Patrica Del Pino Roman asks if Mrs. May has reached the ‘River Kwai’ phase of her political career? That stage where her dogged determination to see Brexit thing through has finally blinded her to reality?
In David Lean’s film ‘The Bridge on the river Kwai’, a Lieutenant Colonel Nicholson played by Alec Guinness, leans over the handrail of his newly constructed bridge, completed under protest from his sidekick Clipton, in order to demonstrate to the enemy, the superiority of British engineering. Then clutching his swagger stick, he proudly tells the Japanese commandant that “tonight; maybe tonight” he‘s finally achieved something that compares with “other men’s careers”
Is that how May feels too? Is she seeking comparison with other men’s careers? Despite all the warnings, despite all the protests from those she purports to lead, is she hoping, praying even, to fulfil a destiny that will guarantee her name in the history books? A statue perhaps? Is she taking us to the brink for the sake of glory – her name finally written in lights?
Meanwhile, back in celluloid land, British saboteurs have laid dynamite in order to blow the bridge and here is where Reality and Fantasy merge. Nicholson loses his grip of the swagger stick. It plunges into the river. He looks down and sees the cables. But the train is fast coming down the tracks. There’s very little time left. March 29th 2019 is almost upon us and we have to do something. But will the saboteurs (that’s us) succeed in blowing the bridge? Down on the river bed, Nicholson’s stiff upper lip quivers as he finally realises his treachery.

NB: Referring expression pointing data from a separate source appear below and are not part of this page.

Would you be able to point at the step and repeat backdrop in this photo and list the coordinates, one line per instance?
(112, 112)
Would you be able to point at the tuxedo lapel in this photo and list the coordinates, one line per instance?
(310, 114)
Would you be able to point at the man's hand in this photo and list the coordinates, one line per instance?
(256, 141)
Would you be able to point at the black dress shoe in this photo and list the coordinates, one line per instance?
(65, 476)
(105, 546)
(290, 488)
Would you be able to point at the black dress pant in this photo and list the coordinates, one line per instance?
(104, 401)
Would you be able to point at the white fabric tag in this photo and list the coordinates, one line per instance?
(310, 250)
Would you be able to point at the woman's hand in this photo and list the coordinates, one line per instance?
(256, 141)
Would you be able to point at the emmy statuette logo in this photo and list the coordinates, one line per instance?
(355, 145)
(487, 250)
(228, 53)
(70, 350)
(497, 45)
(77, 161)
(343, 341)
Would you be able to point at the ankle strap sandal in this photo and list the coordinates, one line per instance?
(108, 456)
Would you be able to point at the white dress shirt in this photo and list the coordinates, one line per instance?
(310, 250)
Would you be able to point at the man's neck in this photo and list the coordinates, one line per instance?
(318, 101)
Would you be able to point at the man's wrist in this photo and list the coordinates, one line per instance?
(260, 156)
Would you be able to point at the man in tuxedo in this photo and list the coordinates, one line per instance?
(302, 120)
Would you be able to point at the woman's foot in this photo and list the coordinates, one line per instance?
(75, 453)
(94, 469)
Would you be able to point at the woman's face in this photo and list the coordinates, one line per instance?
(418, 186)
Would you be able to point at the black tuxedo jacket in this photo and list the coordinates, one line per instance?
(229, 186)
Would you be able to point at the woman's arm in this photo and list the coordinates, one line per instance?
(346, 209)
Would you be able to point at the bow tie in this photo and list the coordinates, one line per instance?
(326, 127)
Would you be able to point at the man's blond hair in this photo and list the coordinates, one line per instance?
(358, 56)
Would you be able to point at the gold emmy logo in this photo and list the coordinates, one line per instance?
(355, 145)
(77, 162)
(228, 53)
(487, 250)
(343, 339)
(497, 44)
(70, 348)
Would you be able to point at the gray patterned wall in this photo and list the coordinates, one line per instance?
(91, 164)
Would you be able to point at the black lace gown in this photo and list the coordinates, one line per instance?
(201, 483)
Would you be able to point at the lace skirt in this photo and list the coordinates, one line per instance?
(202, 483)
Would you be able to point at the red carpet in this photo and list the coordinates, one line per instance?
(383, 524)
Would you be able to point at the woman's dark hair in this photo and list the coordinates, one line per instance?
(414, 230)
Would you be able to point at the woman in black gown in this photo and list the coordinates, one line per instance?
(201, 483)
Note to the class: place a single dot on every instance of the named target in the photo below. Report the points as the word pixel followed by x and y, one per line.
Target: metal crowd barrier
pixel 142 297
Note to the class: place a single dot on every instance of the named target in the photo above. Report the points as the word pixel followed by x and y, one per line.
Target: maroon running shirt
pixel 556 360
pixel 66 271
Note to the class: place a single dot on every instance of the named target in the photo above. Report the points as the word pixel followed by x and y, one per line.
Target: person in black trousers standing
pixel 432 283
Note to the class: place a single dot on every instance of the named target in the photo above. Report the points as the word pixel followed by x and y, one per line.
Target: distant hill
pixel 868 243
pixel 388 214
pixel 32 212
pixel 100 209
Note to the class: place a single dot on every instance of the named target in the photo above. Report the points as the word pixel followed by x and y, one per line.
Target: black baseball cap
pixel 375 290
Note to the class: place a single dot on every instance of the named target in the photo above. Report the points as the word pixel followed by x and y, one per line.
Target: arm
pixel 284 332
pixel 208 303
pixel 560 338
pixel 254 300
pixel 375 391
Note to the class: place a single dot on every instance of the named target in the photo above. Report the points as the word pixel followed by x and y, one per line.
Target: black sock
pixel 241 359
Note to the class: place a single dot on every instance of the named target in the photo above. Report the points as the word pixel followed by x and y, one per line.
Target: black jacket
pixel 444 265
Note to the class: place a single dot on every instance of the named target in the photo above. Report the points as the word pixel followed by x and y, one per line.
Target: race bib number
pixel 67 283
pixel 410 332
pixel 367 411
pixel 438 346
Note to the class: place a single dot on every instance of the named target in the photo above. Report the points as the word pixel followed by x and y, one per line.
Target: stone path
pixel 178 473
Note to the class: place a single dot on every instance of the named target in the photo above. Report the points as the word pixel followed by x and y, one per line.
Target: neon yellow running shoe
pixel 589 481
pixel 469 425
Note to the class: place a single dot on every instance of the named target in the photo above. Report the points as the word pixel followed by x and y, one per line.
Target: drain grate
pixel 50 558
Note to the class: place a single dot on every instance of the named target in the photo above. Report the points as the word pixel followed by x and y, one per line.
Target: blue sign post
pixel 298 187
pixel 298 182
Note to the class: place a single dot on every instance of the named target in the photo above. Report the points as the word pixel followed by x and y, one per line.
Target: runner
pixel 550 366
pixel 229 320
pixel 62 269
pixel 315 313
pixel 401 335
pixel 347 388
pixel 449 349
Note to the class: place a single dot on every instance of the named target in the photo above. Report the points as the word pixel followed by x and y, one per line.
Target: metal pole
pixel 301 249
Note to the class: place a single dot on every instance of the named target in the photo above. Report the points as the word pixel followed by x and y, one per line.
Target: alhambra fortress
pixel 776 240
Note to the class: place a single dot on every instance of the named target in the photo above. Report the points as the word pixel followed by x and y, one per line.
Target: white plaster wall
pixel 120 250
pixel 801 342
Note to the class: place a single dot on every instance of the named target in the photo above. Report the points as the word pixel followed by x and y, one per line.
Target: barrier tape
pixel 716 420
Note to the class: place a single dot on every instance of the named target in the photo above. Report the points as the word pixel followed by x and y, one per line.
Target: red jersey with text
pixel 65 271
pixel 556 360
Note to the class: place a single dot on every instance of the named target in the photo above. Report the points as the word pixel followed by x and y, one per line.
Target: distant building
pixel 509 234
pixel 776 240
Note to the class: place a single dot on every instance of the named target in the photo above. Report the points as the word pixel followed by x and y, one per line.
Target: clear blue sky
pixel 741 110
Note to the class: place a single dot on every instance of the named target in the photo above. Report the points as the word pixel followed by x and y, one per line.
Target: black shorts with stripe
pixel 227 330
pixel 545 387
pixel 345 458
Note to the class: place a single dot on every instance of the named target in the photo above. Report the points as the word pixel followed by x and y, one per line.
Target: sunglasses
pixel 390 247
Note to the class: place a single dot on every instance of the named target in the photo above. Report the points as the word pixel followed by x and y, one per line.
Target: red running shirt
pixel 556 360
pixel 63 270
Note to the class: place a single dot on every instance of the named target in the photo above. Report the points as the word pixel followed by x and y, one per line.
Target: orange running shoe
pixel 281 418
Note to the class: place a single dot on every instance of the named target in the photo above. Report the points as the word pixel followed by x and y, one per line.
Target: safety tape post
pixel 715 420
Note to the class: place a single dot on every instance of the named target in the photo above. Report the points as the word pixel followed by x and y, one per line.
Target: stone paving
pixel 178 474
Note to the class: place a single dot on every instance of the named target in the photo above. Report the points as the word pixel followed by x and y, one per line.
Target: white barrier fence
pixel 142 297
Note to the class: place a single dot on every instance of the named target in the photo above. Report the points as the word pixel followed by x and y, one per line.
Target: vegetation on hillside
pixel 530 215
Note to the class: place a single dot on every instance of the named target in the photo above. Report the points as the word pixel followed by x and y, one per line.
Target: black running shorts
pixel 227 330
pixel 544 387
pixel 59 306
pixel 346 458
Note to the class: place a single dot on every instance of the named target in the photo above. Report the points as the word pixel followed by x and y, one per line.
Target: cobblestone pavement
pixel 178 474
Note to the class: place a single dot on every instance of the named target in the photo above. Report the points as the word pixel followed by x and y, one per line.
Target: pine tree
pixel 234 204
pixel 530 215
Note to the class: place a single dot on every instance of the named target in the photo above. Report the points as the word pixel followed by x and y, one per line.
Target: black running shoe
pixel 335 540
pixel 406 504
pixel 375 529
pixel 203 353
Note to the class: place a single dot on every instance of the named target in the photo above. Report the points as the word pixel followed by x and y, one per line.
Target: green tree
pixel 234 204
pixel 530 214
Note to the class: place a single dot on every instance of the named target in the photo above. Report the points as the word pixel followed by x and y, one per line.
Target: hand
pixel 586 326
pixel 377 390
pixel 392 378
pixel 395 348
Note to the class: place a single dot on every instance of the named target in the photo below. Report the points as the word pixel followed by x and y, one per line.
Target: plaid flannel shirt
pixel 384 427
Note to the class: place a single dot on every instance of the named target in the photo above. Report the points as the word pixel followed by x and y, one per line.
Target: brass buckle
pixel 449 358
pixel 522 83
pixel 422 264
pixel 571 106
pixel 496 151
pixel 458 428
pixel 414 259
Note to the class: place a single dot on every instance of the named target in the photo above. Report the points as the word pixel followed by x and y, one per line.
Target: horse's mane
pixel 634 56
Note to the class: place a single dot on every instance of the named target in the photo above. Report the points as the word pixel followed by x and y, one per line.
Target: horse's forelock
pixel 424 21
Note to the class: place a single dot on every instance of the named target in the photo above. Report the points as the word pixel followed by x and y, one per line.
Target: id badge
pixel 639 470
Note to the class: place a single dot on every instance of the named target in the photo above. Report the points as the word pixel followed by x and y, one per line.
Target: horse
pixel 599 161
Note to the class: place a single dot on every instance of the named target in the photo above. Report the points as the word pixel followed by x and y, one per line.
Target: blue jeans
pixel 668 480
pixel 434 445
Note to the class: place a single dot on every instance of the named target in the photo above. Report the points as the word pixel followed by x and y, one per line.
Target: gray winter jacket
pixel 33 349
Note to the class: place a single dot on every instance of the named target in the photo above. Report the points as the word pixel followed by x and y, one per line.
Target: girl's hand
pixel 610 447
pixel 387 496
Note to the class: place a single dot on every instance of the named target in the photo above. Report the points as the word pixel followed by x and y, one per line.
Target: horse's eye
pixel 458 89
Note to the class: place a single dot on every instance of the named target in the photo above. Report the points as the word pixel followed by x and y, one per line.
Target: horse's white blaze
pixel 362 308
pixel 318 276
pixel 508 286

“What have I done” he says whilst conveniently falling on the detonator that blows the bridge and train to smithereens. Oh Mrs. May, have you too seen the light? Will you too fall on your sword? Let’s leave the last word to the now vindicated Clipton, (Kenneth are you listening?) who shakes his head and mutters “Madness!” Then in case we didn’t hear him, repeats it. “MADNESS!” he declares and we all hear his cry.